Characterizing ssRNA and dsRNA electrophoretic behavior: empirical insights with neural network-aided predictions

RNA-based therapeutics are currently at the forefront of the biopharmaceutical industry because of their safety, efficacy, and shortened time from disease discovery to therapy development. Microfluidic electrophoresis provides a great analytical platform to analyze nucleic acids in unprecedented detail. However, while DNA has been studied extensively within microfluidic systems, there is limited data available for RNA, particularly of chemically modified molecules, such as those used in the COVID-19 mRNA vaccines, and for long double-stranded RNA molecules, which may accompany, intentionally or as a by-product, RNA therapeutics. To this end, this study focused on the empirical microfluidic electrophoretic analysis of double- and single-stranded RNA, non-modified and pseudouridine-modified, at varying gel concentrations.

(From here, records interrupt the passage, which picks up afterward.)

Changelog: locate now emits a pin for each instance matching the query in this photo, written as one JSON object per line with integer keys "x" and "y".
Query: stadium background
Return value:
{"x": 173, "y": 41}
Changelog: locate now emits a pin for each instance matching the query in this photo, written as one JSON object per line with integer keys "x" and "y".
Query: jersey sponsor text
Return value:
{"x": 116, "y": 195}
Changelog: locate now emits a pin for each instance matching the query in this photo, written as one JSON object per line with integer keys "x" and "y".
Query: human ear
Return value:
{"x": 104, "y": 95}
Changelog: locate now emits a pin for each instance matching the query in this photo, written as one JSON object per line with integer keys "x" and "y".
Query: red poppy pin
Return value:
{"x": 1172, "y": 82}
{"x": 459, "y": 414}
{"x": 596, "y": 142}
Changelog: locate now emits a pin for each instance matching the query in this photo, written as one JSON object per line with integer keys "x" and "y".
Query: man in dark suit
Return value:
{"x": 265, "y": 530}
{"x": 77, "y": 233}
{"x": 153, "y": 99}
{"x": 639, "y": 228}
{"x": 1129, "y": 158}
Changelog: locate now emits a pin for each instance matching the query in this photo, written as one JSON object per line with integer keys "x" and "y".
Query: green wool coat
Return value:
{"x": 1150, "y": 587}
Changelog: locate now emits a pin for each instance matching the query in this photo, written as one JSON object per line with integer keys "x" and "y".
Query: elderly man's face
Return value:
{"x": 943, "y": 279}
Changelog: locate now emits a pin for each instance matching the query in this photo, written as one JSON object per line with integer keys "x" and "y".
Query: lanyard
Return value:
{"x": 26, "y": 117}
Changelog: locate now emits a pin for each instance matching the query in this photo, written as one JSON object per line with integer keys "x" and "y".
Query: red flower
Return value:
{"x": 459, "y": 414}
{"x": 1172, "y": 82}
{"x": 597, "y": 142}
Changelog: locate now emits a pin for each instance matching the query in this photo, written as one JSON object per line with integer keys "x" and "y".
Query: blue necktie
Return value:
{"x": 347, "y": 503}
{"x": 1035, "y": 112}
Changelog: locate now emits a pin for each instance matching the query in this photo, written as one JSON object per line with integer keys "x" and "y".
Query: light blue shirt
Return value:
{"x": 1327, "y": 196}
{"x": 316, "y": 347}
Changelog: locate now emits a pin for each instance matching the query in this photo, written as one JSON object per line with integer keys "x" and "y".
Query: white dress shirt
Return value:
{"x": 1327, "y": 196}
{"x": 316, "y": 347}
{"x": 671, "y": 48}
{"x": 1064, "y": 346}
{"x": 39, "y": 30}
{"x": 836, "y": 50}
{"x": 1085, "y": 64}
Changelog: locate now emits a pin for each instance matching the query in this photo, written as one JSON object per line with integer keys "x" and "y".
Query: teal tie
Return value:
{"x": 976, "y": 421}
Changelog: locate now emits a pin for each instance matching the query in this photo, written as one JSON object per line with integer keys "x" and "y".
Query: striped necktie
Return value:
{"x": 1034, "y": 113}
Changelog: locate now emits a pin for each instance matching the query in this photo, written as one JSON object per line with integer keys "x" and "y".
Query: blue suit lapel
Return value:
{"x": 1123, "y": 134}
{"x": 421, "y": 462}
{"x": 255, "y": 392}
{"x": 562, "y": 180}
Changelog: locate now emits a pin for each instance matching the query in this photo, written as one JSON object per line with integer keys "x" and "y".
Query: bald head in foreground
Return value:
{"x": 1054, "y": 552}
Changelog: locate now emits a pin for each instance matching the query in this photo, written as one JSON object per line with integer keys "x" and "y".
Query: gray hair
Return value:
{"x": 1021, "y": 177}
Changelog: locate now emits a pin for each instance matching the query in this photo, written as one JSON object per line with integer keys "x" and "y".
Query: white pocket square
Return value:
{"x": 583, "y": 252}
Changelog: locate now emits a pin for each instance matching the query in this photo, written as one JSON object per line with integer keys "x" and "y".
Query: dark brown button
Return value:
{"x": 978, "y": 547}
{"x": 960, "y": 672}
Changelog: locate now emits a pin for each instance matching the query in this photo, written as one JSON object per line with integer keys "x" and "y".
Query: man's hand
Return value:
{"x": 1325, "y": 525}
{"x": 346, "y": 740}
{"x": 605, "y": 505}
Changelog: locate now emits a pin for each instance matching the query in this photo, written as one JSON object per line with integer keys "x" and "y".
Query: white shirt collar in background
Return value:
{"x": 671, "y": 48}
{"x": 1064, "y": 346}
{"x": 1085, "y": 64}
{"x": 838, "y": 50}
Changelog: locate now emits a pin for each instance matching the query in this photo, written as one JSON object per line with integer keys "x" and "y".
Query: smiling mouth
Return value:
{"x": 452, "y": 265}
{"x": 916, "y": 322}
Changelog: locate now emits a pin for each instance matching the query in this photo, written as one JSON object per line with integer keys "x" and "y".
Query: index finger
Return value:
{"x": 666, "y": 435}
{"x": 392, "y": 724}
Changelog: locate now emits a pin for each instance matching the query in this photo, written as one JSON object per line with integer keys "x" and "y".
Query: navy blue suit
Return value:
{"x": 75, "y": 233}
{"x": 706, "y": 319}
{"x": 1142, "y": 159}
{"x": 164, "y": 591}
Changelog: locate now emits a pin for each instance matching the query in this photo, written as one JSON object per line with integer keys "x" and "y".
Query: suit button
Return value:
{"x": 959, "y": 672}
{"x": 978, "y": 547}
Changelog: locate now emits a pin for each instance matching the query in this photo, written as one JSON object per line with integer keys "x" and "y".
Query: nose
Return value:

It then compared the findings to the electrophoretic mobility models in the literature. This work was then complemented with data-driven and physics-informed neural networks that successfully predicted the migration time and length of different RNA molecules with an average error of 12.34% for the data-driven model and 0.77% for the physics-informed model. The low error in the physics-informed neural networks opens the doors to the electrophoretic characterization of molecules, even beyond RNA, without the need for extensive experimental data.